College lecturers are being balloted on strike action for a second time as part of a long-running dispute over pay.
The EIS trade union has begun sending out statutory ballot papers to members of its Further Education Lecturers’ Association (EIS-FELA), with leaders demanding college bosses honour a deal that was agreed last year.
College staff walked out on strike for a day in March 2016, and had more than 30 days of action planned.
A revised offer from Colleges Scotland was accepted with staff promised wage rises as well as work between colleges and the union to develop a more ‘’harmonised’’ pay deal across the workforce.
But EIS general secretary Larry Flanagan claimed the union was still waiting for that to be delivered.
He hit out: “After more than a year of waiting for colleges to deliver this binding agreement that was supposed to deliver pay harmonisation across the country, the patience of Scotland’s further education lecturers is now exhausted.
“The degree of obfuscation from college managers over the non-delivery of the agreement they freely signed up to over a year ago has been simply incredible.
“Firm promises were made to lecturers on pay harmonisation across the sector, following many years of differing pay for lecturers doing the same job in colleges across the country.
“It is now time for college managers to stop their negative spin about the deal and to deliver the agreement that was struck last year.”
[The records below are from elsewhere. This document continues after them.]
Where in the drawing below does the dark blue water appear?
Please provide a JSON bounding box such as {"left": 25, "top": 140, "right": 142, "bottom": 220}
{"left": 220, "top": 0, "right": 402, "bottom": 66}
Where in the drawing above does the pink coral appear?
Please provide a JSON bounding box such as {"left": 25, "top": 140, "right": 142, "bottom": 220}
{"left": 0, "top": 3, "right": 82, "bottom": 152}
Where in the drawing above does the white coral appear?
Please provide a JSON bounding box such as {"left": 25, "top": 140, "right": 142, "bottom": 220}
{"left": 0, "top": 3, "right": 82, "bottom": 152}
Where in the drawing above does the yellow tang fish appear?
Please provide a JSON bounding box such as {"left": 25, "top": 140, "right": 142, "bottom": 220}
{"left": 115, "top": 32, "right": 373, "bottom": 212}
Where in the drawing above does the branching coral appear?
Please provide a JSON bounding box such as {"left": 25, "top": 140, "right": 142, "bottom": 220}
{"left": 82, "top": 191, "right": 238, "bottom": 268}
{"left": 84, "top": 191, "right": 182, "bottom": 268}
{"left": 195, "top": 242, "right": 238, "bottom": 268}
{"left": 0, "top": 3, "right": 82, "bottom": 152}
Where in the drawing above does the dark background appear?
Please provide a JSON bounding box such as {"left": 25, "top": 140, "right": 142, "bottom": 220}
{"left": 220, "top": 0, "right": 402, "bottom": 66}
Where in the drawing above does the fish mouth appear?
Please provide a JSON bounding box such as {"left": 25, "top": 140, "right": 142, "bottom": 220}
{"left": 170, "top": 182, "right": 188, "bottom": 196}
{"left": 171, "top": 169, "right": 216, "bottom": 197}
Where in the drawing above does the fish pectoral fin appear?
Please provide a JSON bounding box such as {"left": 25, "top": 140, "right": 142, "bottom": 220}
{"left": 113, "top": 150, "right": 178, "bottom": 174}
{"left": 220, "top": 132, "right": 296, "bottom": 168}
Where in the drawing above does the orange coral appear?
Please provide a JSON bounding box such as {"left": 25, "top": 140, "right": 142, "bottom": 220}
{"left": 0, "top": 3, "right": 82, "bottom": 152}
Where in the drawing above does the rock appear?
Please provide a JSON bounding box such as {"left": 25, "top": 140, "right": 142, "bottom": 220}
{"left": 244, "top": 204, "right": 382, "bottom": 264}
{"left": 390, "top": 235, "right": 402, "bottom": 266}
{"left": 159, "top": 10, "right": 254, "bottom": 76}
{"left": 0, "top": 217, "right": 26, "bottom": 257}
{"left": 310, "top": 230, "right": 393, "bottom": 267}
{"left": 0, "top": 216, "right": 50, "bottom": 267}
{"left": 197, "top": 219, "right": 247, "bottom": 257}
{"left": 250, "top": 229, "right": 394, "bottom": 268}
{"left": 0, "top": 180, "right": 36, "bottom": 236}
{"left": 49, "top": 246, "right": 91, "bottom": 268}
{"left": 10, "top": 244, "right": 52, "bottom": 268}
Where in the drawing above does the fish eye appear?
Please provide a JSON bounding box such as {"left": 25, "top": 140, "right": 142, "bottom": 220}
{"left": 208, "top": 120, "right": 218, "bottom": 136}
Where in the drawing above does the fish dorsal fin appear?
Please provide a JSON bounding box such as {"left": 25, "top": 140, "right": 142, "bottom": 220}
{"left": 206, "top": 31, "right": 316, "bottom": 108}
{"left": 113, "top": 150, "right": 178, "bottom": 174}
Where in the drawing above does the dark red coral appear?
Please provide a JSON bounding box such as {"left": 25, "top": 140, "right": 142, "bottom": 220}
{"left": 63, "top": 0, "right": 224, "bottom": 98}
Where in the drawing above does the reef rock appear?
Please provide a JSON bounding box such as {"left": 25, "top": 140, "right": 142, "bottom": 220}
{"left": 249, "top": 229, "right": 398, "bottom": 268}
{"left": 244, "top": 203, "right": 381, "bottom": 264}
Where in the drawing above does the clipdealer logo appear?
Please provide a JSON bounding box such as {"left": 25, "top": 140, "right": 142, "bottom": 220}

An indicative ballot of college staff has already shown “overwhelming” support for more action, according to the EIS, with the statutory ballot now due to run until April 10.
EIS-FELA president John Kelly added: “While no lecturer relishes the prospect of taking strike action, the inaction of management on the delivery of this year-old agreement has forced us to pursue this dispute.
“We must increase the pressure on Scotland’s college principals to compel them to honour the deal and deliver their promises on fair pay for all lecturers across Scotland.”
Colleges Scotland has stressed it wants to avoid “unnecessary and disruptive” industrial action by lecturers.
A spokeswoman said that staff had already received a pay rise and “good progress” was being made in a number of other areas covered by the deal.